Prostate cancer is one of the most common types of cancer in men worldwide and the second leading cause of cancer death in men.

One common method to diagnose prostate cancer is measuring total PSA. Serum PSA is regarded as the standard diagnostic marker for prostate cancer. However, it is not cancer specific and often times results in a high negative biopsy rate and great efforts have been taken to further improve the detection rate of prostate cancer. PSA also has low sensitivity and specificity for detection of prostate cancer.
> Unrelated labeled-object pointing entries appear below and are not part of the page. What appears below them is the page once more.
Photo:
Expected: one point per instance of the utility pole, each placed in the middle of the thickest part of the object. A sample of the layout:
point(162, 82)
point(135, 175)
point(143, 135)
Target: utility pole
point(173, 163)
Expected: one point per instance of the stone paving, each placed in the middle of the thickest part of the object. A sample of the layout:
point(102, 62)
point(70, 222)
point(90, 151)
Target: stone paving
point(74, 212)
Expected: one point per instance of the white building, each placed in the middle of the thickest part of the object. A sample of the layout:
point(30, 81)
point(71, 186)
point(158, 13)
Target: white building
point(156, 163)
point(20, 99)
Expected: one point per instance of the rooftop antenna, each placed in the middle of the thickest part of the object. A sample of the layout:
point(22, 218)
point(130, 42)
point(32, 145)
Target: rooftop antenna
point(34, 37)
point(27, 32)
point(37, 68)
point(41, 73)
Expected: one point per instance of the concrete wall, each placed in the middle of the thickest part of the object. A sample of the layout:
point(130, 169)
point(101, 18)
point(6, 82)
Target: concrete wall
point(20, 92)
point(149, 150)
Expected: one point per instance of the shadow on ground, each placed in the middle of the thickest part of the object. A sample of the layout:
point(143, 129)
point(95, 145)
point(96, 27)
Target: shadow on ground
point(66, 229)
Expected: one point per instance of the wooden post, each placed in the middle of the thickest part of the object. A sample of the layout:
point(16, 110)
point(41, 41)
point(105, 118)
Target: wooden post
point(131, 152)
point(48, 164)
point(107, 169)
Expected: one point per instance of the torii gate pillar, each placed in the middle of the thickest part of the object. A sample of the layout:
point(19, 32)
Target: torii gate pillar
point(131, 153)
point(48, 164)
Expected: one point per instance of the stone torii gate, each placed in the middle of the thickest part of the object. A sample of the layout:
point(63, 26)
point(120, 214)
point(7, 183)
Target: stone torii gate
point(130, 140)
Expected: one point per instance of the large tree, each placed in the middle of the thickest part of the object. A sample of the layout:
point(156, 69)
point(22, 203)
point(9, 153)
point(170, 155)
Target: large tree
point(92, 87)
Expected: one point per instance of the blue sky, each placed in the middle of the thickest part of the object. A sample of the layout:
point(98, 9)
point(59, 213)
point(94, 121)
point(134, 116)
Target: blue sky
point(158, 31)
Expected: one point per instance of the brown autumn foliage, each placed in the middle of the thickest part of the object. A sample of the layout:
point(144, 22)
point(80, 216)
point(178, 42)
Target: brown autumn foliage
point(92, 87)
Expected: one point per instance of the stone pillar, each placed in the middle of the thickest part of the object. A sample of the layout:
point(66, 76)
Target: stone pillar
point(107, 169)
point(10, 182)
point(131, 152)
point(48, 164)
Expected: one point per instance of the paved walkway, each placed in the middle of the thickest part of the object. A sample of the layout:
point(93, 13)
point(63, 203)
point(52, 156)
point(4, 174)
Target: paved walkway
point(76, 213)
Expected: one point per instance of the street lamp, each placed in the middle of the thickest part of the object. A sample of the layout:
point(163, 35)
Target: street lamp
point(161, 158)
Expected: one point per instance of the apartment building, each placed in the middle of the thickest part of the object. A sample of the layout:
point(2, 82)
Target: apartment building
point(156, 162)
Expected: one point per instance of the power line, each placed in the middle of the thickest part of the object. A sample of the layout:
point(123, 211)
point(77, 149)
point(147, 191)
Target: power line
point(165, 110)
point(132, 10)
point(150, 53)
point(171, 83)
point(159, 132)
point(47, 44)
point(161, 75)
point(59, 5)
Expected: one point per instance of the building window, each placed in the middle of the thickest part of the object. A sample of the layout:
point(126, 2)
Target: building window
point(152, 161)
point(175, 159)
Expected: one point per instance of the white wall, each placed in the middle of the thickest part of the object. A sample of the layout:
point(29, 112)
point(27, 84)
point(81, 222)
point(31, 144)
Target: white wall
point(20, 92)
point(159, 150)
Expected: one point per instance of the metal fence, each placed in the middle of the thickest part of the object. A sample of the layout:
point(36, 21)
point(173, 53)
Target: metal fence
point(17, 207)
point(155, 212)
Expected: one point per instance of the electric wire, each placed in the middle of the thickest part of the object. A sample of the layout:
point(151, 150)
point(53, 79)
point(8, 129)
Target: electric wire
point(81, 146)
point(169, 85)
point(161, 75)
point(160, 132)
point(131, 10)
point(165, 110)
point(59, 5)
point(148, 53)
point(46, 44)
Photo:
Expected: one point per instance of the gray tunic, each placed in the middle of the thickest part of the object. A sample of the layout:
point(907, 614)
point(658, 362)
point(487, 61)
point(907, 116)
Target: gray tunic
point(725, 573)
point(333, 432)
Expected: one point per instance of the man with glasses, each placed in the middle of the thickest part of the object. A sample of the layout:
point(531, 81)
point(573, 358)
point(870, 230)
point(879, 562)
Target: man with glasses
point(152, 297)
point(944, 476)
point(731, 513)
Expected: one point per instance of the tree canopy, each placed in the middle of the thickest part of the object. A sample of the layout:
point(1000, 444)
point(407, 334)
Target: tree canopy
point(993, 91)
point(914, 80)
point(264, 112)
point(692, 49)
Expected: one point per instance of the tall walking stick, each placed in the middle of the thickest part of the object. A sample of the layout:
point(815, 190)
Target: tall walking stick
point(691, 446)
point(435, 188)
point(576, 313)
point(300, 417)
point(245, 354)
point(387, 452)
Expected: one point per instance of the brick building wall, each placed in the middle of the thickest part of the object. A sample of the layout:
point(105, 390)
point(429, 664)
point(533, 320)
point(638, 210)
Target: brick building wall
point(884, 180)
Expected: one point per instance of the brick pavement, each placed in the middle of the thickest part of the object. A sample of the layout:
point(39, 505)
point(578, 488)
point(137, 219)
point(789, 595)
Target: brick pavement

High levels of serum TPS® in the prostate is a strong indication of cancer cell growth in patients with metastasized prostate cancer under androgen treatment, even in prostate tumors that have lost the ability to produce PSA. TPS® levels coincide with immediate disease progression, and, therefore, may spare these patients the burden of treatment toxicity when treatment is ineffective. TPS® and PSA express two different aspects of prostate cancer.Their combined use clearly demonstrates the value of TPS® as an early indicator of treatment response and may also identify patients with clinical progression even when PSA remains normal.

About Prostate Cancer
This malignant disease is by far the most predominant cancer in men in the United States and Europe. Epidemiologic data indicates that prostate cancer is especially prevalent in men over 50 years of age. The prognosis for prostate cancer is good, given early detection and accurate monitoring of the disease.

Great efforts have been made to further imporve the detection rate of prostate cancer. Currently, digital rectal examination (DRE), histology, and measurement of total PSA are the most widely used tools to diagnose prostate cancer. The widespread use of PSA testing has led to a stage shift at the time of diagnosis toward lower tumor stage and grade.

PSA is a marker used for monitoring patients after prostate surgery. However, therapy for androgen-independent metastasized tumors may induce changes in PSA level that are independent of the anti-tumor effect of chemotherapy. PSA is androgen dependent, thus PSA-associated monitoring does not always reveal disease status.